Malgré la forte potentialité, le Mali importe chaque année plus de 20 milliards
de Fcfa en lait et produits laitiers pour couvrir les besoins de sa population,
a révélé le chef du département en charge de l’Élevage. Toutefois, a t-il
souligné, la production de lait au Mali est tributaire des conditions
climatiques, impactant la productivité des animaux. Il y a aussi le faible
niveau de collecte et de transformation des productions. S’y ajoutent les défis
liés à son transport, sa conservation et sa distribution.
Face
à cette situation, notre pays a adopté en 2008 une stratégie nationale de
valorisation du lait local dont l’une des composantes est l’organisation du
circuit de la collecte de lait et la création des centres de collecte de lait.

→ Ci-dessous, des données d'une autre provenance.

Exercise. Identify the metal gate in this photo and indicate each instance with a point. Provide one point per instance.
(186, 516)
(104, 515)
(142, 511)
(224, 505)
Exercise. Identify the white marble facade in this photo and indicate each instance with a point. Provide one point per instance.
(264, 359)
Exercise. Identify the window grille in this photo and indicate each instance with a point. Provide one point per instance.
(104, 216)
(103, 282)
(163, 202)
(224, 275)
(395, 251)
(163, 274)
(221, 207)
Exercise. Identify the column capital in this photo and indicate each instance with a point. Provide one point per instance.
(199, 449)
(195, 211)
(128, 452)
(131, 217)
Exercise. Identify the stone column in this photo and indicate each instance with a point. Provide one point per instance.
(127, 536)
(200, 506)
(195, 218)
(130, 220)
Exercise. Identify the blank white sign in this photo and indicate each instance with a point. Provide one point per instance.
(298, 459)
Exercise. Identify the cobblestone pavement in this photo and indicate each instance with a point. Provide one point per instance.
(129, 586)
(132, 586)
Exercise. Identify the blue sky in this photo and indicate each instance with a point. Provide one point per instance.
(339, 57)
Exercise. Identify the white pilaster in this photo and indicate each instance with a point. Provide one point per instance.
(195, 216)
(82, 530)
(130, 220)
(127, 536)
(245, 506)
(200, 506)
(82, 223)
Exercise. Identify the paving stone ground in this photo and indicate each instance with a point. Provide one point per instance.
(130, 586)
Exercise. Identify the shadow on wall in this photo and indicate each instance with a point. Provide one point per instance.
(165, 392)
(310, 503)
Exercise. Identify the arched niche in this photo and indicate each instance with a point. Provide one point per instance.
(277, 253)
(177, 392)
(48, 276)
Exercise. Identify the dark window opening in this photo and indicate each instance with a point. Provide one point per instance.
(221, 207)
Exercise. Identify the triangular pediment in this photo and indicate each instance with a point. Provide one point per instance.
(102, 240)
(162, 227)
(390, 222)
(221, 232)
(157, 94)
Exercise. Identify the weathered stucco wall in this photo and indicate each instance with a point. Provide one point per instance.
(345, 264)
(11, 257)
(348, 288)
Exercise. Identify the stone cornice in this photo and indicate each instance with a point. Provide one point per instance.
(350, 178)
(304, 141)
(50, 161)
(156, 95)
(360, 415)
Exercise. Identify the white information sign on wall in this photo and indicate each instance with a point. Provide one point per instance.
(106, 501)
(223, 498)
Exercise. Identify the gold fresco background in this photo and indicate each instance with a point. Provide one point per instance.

Elle met également l’accent sur l’organisation des bassins laitiers à
l’intérieur desquels la modernisation de la production laitière sera opérée, a
précisé Youba Ba. Et d’ajouter que des initiatives sectorielles ont été prises
aux niveaux régional et national à travers la Stratégie sur l’offensive lait
local et son programme prioritaire d’investissement.
Pour relever le défi de
l’approvisionnement en lait du pays, les autorités ont renforcé la capacité des
centres de collecte de lait à travers la mise à disposition des éleveurs de 500
unités laitières avec de l’aliment bétail et des petits équipements, la
construction de quatre centres stratégiques de collecte de lait et la mise en
place de l’interprofession de la filière lait.
Sanoussi
Bouya Sylla a rappelé que les filières du sous-secteur d’élevage au Mali
constituent des moyens rapides de création d’activités, d’emplois, de revenus
et de réduction de la pauvreté. Il dira que le thème de la Journée est
interpellateur surtout pour Bamako qui est le plus grand producteur et plus grand
consommateur du Mali. «Autant l’État, les partenaires techniques et financiers
et les projets apportent leur soutien au développement de la filière, autant on
doit respecter les principes de transparence dans le choix des vrais
bénéficiaires et dans l’utilisation efficace et efficiente des investissements
et subventions alloués à la filière», a plaidé le président de l’Apcam.
Pour
lui, une des préoccupations majeures de la profession est la transhumance non
retour. À ce sujet, la profession propose, entre autres, l’aménagement des
espaces pastoraux par l’acquisition des machines et équipements pour faire des
forages partout où le besoin se fait sentir. Cette stratégie permettra de
maintenir les animaux sur place à l’abri des prédateurs, a soutenu Sanoussi Bouya
Sylla.
L’un des temps fort de la cérémonie a été la visite des stands d’exposition de produits laitiers.